Troubling for the roofing industry is a mandate in the bill that new residential and commercial buildings would have to realize 30 percent overall energy savings in three years' time and 50 percent by 2020. The mandate would give DOE the authority to establish national building codes that trump state and local codes, which raises jurisdictional concerns, and could increase building costs 10 to 15 percent.
The House bill's tax measures include provisions that would tap into oil and gas industry revenue to pay for energy-efficiency and alternative source programs.
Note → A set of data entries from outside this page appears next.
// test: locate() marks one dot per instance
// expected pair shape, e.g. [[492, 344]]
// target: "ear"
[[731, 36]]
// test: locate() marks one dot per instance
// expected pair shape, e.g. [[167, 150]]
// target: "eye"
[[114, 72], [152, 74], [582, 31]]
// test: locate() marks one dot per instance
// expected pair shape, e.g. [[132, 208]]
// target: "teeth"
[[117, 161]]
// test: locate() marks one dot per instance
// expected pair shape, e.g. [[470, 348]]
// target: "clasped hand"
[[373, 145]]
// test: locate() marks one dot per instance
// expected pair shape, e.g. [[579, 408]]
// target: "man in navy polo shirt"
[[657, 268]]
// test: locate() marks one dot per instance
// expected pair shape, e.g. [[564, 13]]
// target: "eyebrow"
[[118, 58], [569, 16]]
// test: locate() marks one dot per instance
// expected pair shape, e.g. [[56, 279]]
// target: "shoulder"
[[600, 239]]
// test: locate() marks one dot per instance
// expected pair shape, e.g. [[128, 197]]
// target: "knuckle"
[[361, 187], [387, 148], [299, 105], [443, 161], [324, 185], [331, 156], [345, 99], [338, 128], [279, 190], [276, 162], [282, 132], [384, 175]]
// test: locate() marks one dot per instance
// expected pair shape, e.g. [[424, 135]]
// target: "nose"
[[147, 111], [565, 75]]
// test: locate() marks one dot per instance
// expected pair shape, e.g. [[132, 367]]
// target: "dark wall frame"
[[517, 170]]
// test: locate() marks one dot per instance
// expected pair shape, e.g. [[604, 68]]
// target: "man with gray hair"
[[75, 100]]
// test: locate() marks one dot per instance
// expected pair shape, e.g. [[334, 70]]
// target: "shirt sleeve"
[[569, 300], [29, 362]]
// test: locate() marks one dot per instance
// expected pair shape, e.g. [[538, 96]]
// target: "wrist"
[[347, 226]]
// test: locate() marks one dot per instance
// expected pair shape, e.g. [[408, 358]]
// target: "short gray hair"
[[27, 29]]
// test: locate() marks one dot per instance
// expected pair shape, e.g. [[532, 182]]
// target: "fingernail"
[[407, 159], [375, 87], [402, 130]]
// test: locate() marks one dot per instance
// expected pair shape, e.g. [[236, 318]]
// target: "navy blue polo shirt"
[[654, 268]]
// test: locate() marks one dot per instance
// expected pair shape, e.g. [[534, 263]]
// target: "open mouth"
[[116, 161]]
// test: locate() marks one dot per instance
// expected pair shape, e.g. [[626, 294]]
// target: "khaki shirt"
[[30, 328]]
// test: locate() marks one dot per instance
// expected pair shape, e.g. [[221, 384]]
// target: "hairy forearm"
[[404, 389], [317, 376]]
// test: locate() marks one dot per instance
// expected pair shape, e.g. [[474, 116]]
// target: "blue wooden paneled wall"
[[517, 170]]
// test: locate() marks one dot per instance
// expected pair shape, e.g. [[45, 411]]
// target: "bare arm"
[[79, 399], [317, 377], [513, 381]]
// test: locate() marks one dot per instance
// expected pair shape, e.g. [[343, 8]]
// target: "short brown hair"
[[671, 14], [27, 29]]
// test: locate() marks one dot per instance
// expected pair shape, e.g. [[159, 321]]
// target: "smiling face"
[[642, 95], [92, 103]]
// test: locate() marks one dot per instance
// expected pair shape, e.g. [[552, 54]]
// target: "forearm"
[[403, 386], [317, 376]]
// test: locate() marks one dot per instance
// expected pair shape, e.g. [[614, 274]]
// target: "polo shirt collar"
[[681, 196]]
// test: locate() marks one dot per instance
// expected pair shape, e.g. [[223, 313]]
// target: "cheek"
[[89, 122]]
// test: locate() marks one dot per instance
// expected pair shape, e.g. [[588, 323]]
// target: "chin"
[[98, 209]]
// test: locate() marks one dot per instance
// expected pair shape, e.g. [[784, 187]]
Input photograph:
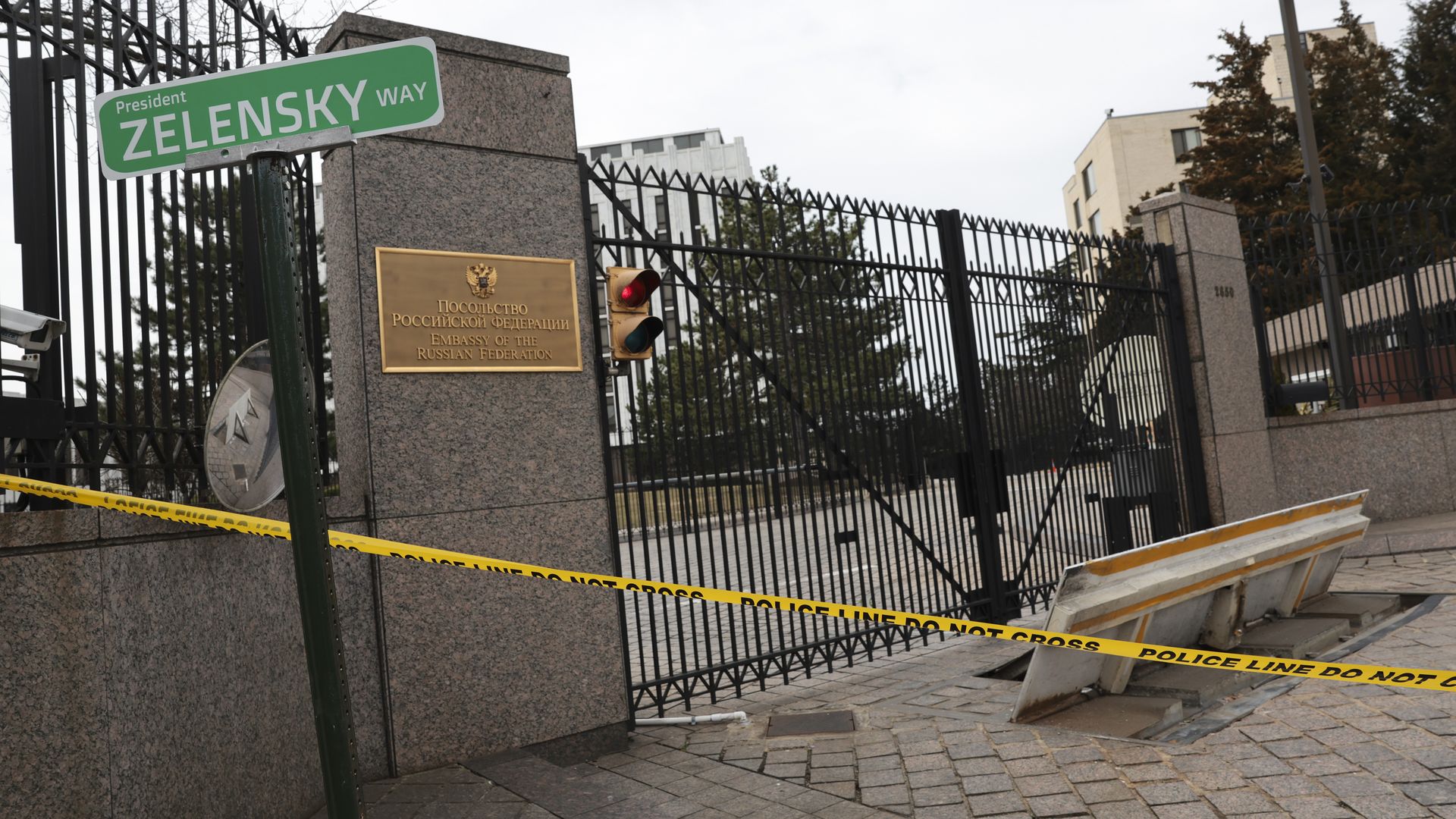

This has drawn a veto threat from the president, but differences between the Senate and House on issues such as CAFE standards, a renewable-energy standard for utilities and taxes call into question whether the Senate and House can agree on a bill that can make it through both chambers and be sent to the White House.
Also, Democrats have done nothing to boost domestic oil and gas production or use the U.S.'s huge supply of coal, leading some experts to refer to both bills as "no-energy" energy legislation.
Rising costs
Although tax incentives for energy-efficiency improvements to structures would benefit the roofing industry, they could be offset by a costly national building code dictated by DOE. Congress must do what it can to keep oil and gas prices as low as possible for the roofing industry, which is especially vulnerable to oil and gas price hikes.
Craig S. Brightup is NRCA's vice president of government relations.